La principale nouveauté de Vatican II fut sa nature pastorale. Le cardinal Walter Brandmüller l’a bien expliqué. Les Conciles exercent, sous et avec le pape, un magistère solennel en matière de foi et de morale, et ils se posent comme juges et législateurs suprêmes en matière de droit et de discipline de l’Eglise, mais Vatican II, contrairement aux précédents Conciles, « n’a pas exercé de juridiction, ni légiféré, ni délibéré sur des questions de foi de façon définitive. Il a plutôt été un nouveau type de Concile, dans la mesure où il s’est défini comme Concile pastoral, qui voulait expliquer au monde d’aujourd’hui la doctrine et les enseignements de l’Evangile de façon plus attrayante et instructive. En particulier, il n’a prononcé aucune censure doctrinale. […] Au contraire, la crainte de prononcer tant des censures doctrinales que des définitions dogmatiques a eu pour conséquence l’émergence d’affirmations conciliaires dont le degré d’authenticité et donc le caractère obligatoire fut extrêmement varié. […] Chaque texte conciliaire a un degré différent d’adhésion. C’et aussi un aspect totalement nouveau dans l’histoire des Conciles » (Walter Brandmüller, Il Vaticano II nel contesto della storia conciliare[6], in Aa. V., Le « chiavi » di Benedetto XVI per interpretare il Vaticano II[7], Cantagalli, 2012, pp. 54-55). Les études de Mgr Brunero Gherardini (la dernière est Il Vaticano II. Alle radici di un equivoco[8], Lindau, 2012) demeurent le point de référence fondamentale pour une évaluation du degré d’adhésion de ces enseignements tout au plus pastoraux. Caractéristique surprenante que celle de la pastoralité, car dans les vingt Conciles universels précédents, la forme est toujours dogmatique et normative. La forme définitoire, comme l’observe Enrico Maria Radaelli, dans son étude pointue sur le langage de Vatican II, est « la forme naturelle du langage de l’Eglise » (Il domani – terribile o radioso – del dogma[9], édition pro manuscripto, 2012).

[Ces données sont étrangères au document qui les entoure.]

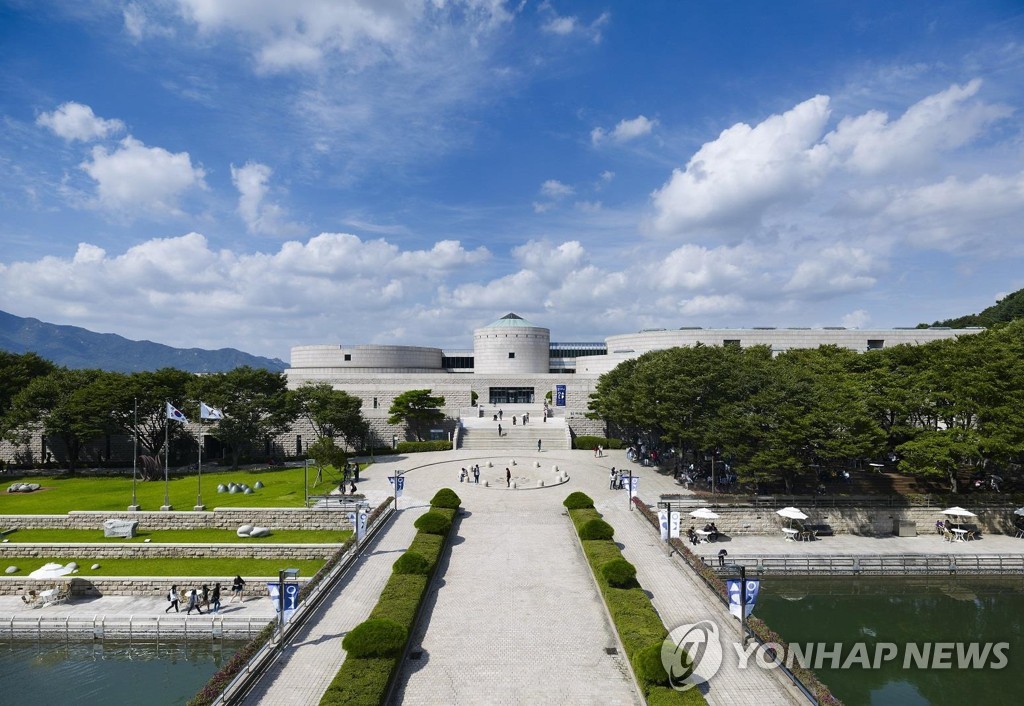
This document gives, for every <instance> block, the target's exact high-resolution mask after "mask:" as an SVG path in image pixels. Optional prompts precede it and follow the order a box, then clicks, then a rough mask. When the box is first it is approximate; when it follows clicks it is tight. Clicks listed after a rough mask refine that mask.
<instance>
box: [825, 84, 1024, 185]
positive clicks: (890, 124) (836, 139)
mask: <svg viewBox="0 0 1024 706" xmlns="http://www.w3.org/2000/svg"><path fill="white" fill-rule="evenodd" d="M980 88H981V80H980V79H974V80H973V81H970V82H969V83H968V84H967V85H964V86H958V85H953V86H950V87H949V88H948V89H946V90H944V91H942V92H940V93H936V94H934V95H929V96H927V97H926V98H924V99H923V100H921V101H919V102H916V103H914V105H913V106H911V107H910V108H908V109H907V110H906V112H905V113H904V114H903V115H902V116H900V118H899V119H898V120H895V121H892V122H890V121H889V116H887V115H886V114H885V113H882V112H881V111H868V112H867V113H865V114H863V115H860V116H855V117H848V118H844V119H843V120H841V121H840V123H839V126H838V127H837V128H836V130H835V131H833V132H830V133H829V134H828V135H826V136H825V138H824V140H823V143H824V144H825V146H827V147H828V148H829V150H830V151H831V152H833V153H834V154H835V157H836V159H838V160H840V161H842V162H843V163H844V165H845V166H846V167H848V168H850V169H853V170H856V171H861V172H864V173H867V174H878V173H880V172H883V171H885V170H887V169H892V168H894V167H898V168H900V169H912V168H920V167H921V166H923V165H927V164H929V163H931V162H932V161H933V157H934V155H935V154H936V153H939V152H945V151H950V150H954V149H956V148H958V147H961V146H963V144H965V143H967V142H968V141H970V140H971V139H973V138H975V137H976V136H978V134H980V132H981V131H982V130H983V129H984V128H985V127H987V126H988V125H989V124H991V123H992V122H994V121H996V120H999V119H1001V118H1006V117H1007V116H1009V115H1010V114H1011V113H1012V111H1010V109H1008V108H1006V107H1001V106H989V105H986V103H983V102H974V103H970V105H966V103H967V101H968V99H969V98H972V97H974V96H975V95H976V94H977V93H978V91H979V89H980Z"/></svg>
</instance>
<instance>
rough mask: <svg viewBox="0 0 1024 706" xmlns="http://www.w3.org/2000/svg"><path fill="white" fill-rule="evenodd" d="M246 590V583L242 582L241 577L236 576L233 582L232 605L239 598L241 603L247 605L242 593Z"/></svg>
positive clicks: (232, 585)
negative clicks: (234, 601) (245, 603)
mask: <svg viewBox="0 0 1024 706" xmlns="http://www.w3.org/2000/svg"><path fill="white" fill-rule="evenodd" d="M245 588H246V582H245V581H243V580H242V577H241V576H236V577H234V580H233V581H231V600H230V603H234V599H236V598H238V600H239V603H245V599H244V598H243V597H242V592H243V591H244V590H245Z"/></svg>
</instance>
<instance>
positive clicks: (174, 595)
mask: <svg viewBox="0 0 1024 706" xmlns="http://www.w3.org/2000/svg"><path fill="white" fill-rule="evenodd" d="M167 599H168V601H170V604H171V605H170V606H168V607H167V609H166V610H165V611H164V613H170V612H171V609H172V608H173V609H174V612H175V613H177V612H178V587H177V586H171V590H169V591H168V592H167Z"/></svg>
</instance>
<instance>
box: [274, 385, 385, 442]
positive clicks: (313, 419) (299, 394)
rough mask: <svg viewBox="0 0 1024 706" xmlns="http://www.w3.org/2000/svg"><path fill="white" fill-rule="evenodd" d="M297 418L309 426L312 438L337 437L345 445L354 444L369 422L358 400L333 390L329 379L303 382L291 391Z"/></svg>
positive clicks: (358, 439)
mask: <svg viewBox="0 0 1024 706" xmlns="http://www.w3.org/2000/svg"><path fill="white" fill-rule="evenodd" d="M291 396H292V400H293V404H294V405H295V409H296V413H297V414H298V416H299V418H302V419H305V420H306V421H308V422H309V424H310V425H311V426H312V428H313V433H315V434H316V439H317V440H319V439H324V438H325V437H328V438H332V439H334V438H338V437H340V438H341V439H342V440H343V441H344V442H345V443H346V444H348V446H350V447H358V446H360V445H361V443H362V440H364V439H366V437H367V431H368V429H369V424H368V423H367V421H366V420H365V419H364V418H362V401H361V400H359V398H356V397H354V396H351V394H349V393H348V392H344V391H342V390H340V389H335V388H334V387H333V386H332V385H331V383H330V382H307V383H305V384H304V385H302V386H300V387H299V388H298V389H295V390H293V391H292V392H291Z"/></svg>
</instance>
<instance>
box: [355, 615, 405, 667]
mask: <svg viewBox="0 0 1024 706" xmlns="http://www.w3.org/2000/svg"><path fill="white" fill-rule="evenodd" d="M407 639H409V630H407V629H406V627H404V626H402V625H399V624H398V623H396V622H394V621H393V620H388V619H387V618H369V619H367V620H364V621H362V622H361V623H359V624H358V625H356V626H355V627H353V628H352V629H351V630H350V631H349V632H348V634H347V635H345V637H344V639H342V640H341V647H343V648H344V649H345V652H347V653H348V654H349V656H351V657H355V658H360V657H397V656H398V655H400V654H401V651H402V649H403V648H404V647H406V640H407Z"/></svg>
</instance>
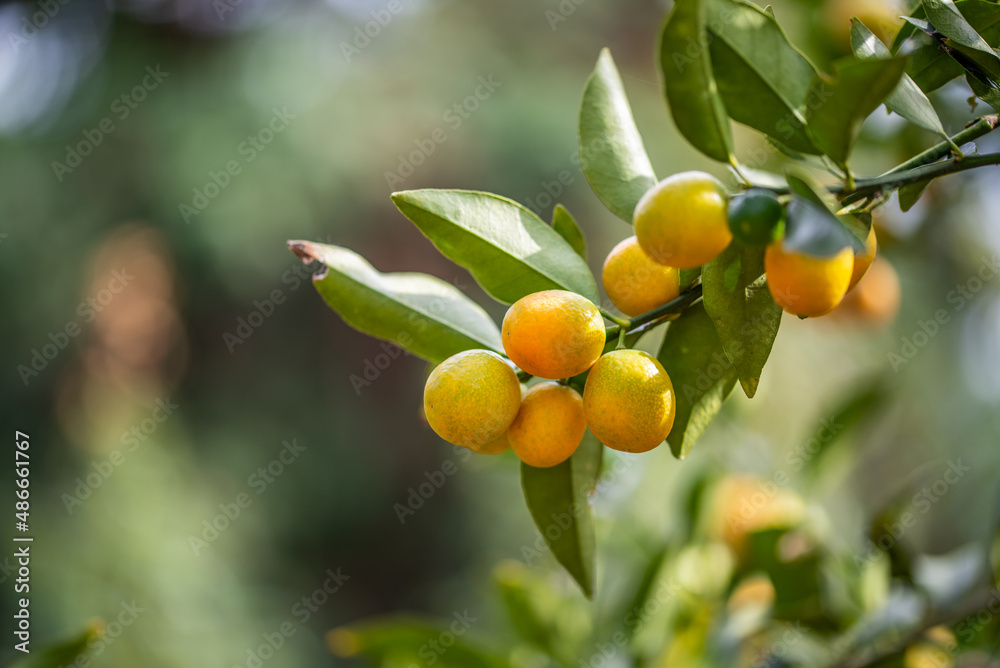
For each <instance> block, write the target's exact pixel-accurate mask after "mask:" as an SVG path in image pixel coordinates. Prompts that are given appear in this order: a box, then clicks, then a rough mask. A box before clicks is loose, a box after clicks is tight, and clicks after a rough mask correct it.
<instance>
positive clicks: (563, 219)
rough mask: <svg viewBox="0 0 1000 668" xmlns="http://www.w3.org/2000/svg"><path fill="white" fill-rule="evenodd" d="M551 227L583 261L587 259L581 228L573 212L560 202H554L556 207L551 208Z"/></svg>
mask: <svg viewBox="0 0 1000 668" xmlns="http://www.w3.org/2000/svg"><path fill="white" fill-rule="evenodd" d="M552 229H553V230H555V231H556V232H558V233H559V236H561V237H562V238H563V239H565V240H566V243H568V244H569V245H570V248H572V249H573V250H575V251H576V254H577V255H579V256H580V257H581V258H583V260H584V261H586V260H587V239H586V238H585V237H584V236H583V230H581V229H580V225H579V224H578V223H577V222H576V218H574V217H573V214H571V213H570V212H569V211H567V210H566V207H564V206H563V205H562V204H556V208H555V209H553V210H552Z"/></svg>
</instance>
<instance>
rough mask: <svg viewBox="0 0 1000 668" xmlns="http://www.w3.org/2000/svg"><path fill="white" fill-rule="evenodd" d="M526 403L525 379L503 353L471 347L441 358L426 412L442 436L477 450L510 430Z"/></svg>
mask: <svg viewBox="0 0 1000 668" xmlns="http://www.w3.org/2000/svg"><path fill="white" fill-rule="evenodd" d="M520 406H521V384H520V383H519V382H518V380H517V374H515V373H514V370H513V369H512V368H511V366H510V364H508V363H507V362H506V361H505V360H504V359H503V358H502V357H500V356H499V355H497V354H496V353H494V352H491V351H489V350H466V351H465V352H461V353H458V354H457V355H452V356H451V357H449V358H448V359H446V360H445V361H444V362H441V364H439V365H438V366H437V367H436V368H435V369H434V370H433V371H432V372H431V375H430V376H429V377H428V378H427V384H426V385H425V386H424V413H425V414H426V416H427V423H428V424H430V426H431V429H433V430H434V431H435V432H436V433H437V435H438V436H440V437H441V438H443V439H444V440H446V441H448V442H449V443H451V444H453V445H461V446H463V447H466V448H471V449H473V450H475V449H477V448H481V447H482V446H485V445H487V444H489V443H492V442H493V441H495V440H496V439H498V438H499V437H500V436H502V435H503V433H504V432H505V431H507V427H509V426H510V423H511V422H513V421H514V418H515V417H516V416H517V411H518V408H520Z"/></svg>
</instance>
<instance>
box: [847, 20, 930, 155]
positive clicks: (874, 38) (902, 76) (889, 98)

La pastoralité ne fut pas seulement un « fait », c’est-à-dire l’explication naturelle du contenu dogmatique du Concile d’une façon adaptée à son époque, comme cela avait toujours été le cas. Ni le Concile Vatican I ni le Concile de Trente n’étaient en effet dépourvus de dimension pastorale. La « pastoralité » fut en revanche élevée au rang de principe alternatif à la « dogmaticité », sous-entendant une priorité de la première sur la seconde. La dimension pastorale, en soi accidentelle et secondaire par rapport à la dimension doctrinale, devint prioritaire dans les faits, opérant une révolution dans le langage et dans la mentalité. Un auteur n’appartenant pas à l’école de Bologne, le père John O’Malley de la Georgetown University, a défini Vatican II comme un « événement linguistique », en expliquant qu’aux professions de foi et aux canons se substitua « un genre littéraire » qu’il appelle « épidictique », c’est-à-dire discursif (What happened at Vatican II[10]).